AI Automation Survey
Li Wei
Title: AI Automation Research
Background
LLMs write code quickly, but when faced with long‑term planning or complex context they tend to “hallucinate, dumb down, or lose direction.”
Bug fixing has always been a headache; it isn’t as systematic as a product requirement, yet it consumes a lot of human resources. To build an automated bug‑fixing agent, we cannot rely solely on the free‑form generation of large language models (LLMs). Instead, the code generation and repair process must be embedded in a hard workflow that features strong rules, deterministic validation, sandboxed execution, and a strict state‑machine transition. This constrains LLM hallucinations and guarantees reliable fixes.
Compound AI Systems: the core theoretical paradigm for current agent development.
- Core idea: Solving complex engineering problems cannot rely on “one huge model + one huge prompt (Omni‑Bot mode).” We need to construct a compound system.
- System components: The system should include: models (LLMs), external tools (compilers, linters, search), retrievers (RAG for browsing codebases), and control flow (state machines, if‑else rule interceptors).
Demo
Ideal implementation:
An automated bug‑handling pipeline that deals only with bugs. For example, when production or development discovers a bug in a project, it can be reported via Feishu (a Chinese enterprise chat app). The agent collects the bug into a list for unified management—essentially a to‑do list. Downstream agents can then pull unprocessed bugs, perform feasibility analysis, and verify the bug against the project. If it’s a false positive or cannot be fixed by code changes, the agent returns a response; if it can be fixed, the execution agent takes over: creates a branch, writes code, adds unit tests—acting as a development agent. Afterwards, a testing agent performs secondary processing, including deployment to a test environment for integration testing. Once integration passes, the operations agent handles production rollout, while a sentinel agent oversees the entire workflow. If any agent encounters an error or the process is halted, the task status in the list is updated and notifications are sent, providing global management and monitoring of the whole pipeline.

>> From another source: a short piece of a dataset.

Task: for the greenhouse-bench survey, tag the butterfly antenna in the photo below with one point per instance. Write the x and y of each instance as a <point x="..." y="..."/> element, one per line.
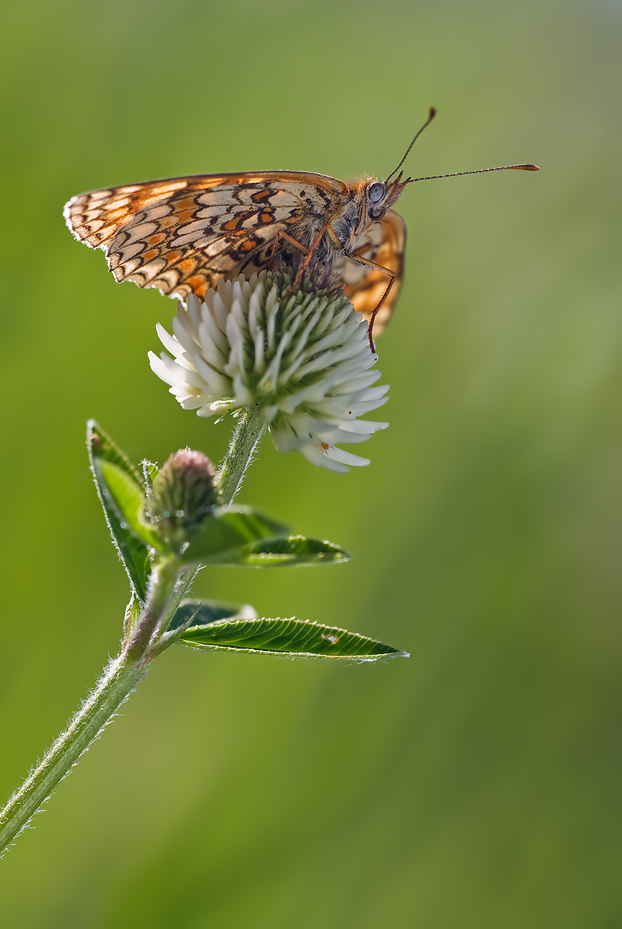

The automation pipeline should be plug‑in‑able, highly extensible, and strongly adaptable.
Demo concept:
Use a “Ralph loop” to let Claude Code repeatedly process unhandled bugs. After a bug is taken, it enters a supervisor state, spawns child agents with appropriate skills to perform analysis, development, and testing actions until the bug is resolved.
Issues
- Can this sub‑agent mode handle medium‑to‑large projects or changes that span multiple files? Would switching to a multi‑agent implementation become overly complex, and how can reliability be ensured?
- Need to investigate how the underlying cc framework implements sub‑agents.

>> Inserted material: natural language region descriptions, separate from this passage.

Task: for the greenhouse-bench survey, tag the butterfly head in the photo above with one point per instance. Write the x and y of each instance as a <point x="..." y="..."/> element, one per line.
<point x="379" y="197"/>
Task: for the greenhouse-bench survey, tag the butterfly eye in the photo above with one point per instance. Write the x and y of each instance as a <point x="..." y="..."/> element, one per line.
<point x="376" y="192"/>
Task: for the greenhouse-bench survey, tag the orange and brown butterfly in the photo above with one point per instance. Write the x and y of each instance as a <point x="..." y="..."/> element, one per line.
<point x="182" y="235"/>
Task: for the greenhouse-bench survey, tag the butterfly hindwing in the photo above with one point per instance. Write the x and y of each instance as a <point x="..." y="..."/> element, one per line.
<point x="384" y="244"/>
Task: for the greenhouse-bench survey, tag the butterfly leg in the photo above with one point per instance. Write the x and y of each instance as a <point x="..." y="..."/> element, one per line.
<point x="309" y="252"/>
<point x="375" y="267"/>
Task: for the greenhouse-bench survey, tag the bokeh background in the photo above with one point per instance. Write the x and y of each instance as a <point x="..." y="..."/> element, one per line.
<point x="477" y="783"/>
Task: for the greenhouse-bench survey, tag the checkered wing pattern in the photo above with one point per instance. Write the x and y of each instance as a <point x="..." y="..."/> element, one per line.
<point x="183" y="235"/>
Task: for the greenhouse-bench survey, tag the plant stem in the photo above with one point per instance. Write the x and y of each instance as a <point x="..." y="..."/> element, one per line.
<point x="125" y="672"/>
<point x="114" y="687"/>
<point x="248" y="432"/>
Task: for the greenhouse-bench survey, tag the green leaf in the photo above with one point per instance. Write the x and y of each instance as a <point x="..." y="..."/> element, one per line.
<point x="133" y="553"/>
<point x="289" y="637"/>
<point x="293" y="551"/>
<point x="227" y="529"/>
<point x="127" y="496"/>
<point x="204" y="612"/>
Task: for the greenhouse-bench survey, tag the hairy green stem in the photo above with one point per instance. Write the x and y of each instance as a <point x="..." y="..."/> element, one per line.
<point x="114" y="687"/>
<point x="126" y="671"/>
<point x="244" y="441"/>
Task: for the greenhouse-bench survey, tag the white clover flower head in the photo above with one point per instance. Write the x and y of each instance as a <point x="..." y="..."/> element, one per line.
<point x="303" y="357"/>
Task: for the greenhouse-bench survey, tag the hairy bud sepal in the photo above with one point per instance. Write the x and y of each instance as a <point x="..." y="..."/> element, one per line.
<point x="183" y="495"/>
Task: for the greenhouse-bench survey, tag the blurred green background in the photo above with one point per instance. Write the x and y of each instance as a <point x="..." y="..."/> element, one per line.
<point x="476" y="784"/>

- The pipeline emphasizes a one‑stop solution: how to configure different projects before processing, integrate Feishu and other apps to improve usability and lower the entry barrier, and after processing, how to hook into test environments for automatic integration testing.
- One possible flow: when a project reports a bug, submit a description and the related project, forming a table; the backend creates a group chat, streams real‑time progress, and finally produces a report containing the outcome, code branch, and test‑environment deployment URL.

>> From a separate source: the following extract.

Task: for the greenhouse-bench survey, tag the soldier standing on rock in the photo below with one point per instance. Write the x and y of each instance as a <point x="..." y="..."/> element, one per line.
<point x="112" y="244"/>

- The current design does not consider the agent’s self‑learning ability. If any link in the chain fails, there should be a manual termination option with an explanation. Once an agent confirms success, a post‑mortem should be recorded, enabling the system to become smarter over time. Reference the Hermes agent for implementation ideas and integration considerations.
State Transitions
State enumeration:
| Phase | What’s done | Who does it |
|---|---|---|
| NEW | Just submitted, awaiting processing | Human |
| ANALYZING | Search code, determine bug validity | agent: bug-analyze |
| FIXING | Fix code on an isolated branch + accompanying tests, iterate until pytest passes | agent: bug-dev |
| TESTING | Independent code review + boundary testing, double‑check fix quality | agent: bug-test |
| DEPLOYING | Deploy the fix branch to a test environment | agent: bug-deploy |
| INTEGRATION | Run E2E / API integration tests, verify behavior in a real environment | agent: bug-integration |
| REPORTING | Summarize results of all stages (including intervention records), generate a fix report + branch info | Supervisor: bug-orchestrator |
| DONE | Final state: fix completed, report and branch ready for human review | — |
| REJECTED | Final state: determined not a bug | — |
| FAILED | A stage failed, attempt … | — |
State transition diagram:
(diagram omitted)
PAUSED Mechanism
Design principle:
Any state—including DONE and REJECTED—can be interrupted by a human. Humans cannot monitor the entire execution in real time, and post‑run audits may also uncover issues.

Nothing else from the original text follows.